Thread: [SOLVED] Triangle Question!

Hi, I'm a little wary regarding this problem. I'm pretty sure I'm doing it right but would appreciate it if someone verified my solution. The question is:

The perimeter of a right triangle is 60 cm. The length of the hypotenuse is 6 cm more than twice the length of one of the other sides. Find the lengths of all three sides.

So here' what i did.
Let one side of the triangle be x, let the other be y
60 - x - (2x+6) = y
(54-3x) = y

a^2 + b^2 = c^2
So X^2 + (54-3x)^2 = (2x+6)^2
After expanding i got
6x^2 - 348x + 2880 = 0
Using the quadratic formula, I got 10, 48.
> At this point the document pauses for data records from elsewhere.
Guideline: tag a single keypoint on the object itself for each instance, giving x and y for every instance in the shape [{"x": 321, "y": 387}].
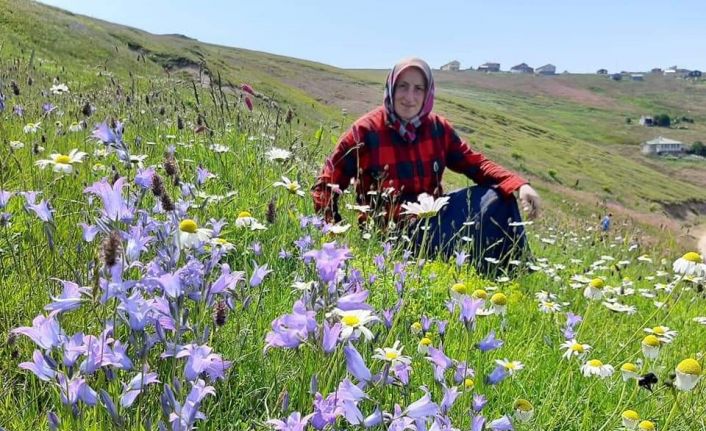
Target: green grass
[{"x": 551, "y": 140}]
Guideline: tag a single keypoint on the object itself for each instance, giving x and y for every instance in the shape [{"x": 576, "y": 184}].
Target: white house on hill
[
  {"x": 660, "y": 145},
  {"x": 453, "y": 66},
  {"x": 547, "y": 69},
  {"x": 489, "y": 67}
]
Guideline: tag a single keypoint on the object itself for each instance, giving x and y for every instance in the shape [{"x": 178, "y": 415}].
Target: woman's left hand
[{"x": 530, "y": 201}]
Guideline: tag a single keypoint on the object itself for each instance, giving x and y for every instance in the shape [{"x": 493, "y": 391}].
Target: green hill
[{"x": 569, "y": 134}]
Choosing 10 as the best answer for x and solving for y. I got the following at my answers:
10, 24, and 26 as the sides of the triangle. Is my approach correct?

THANKS!

Originally Posted by demo1

Hi, I'm a little wary regarding this problem. I'm pretty sure I'm doing it right but would appreciate it if someone verified my solution. The question is:

The perimeter of a right triangle is 60 cm. The length of the hypotenuse is 6 cm more than twice the length of one of the other sides. Find the lengths of all three sides.

So here' what i did.
Let one side of the triangle be x, let the other be y
60 - x - (2x+6) = y
(54-3x) = y

a^2 + b^2 = c^2
So X^2 + (54-3x)^2 = (2x+6)^2
After expanding i got
6x^2 - 348x + 2880 = 0
Using the quadratic formula, I got 10, 48.

Choosing 10 as the best answer for x and solving for y. I got the following at my answers:
10, 24, and 26 as the sides of the triangle. Is my approach correct?

THANKS!

Hi demo1,

You did good!

I'm so glad! Thanks for confirming my answer.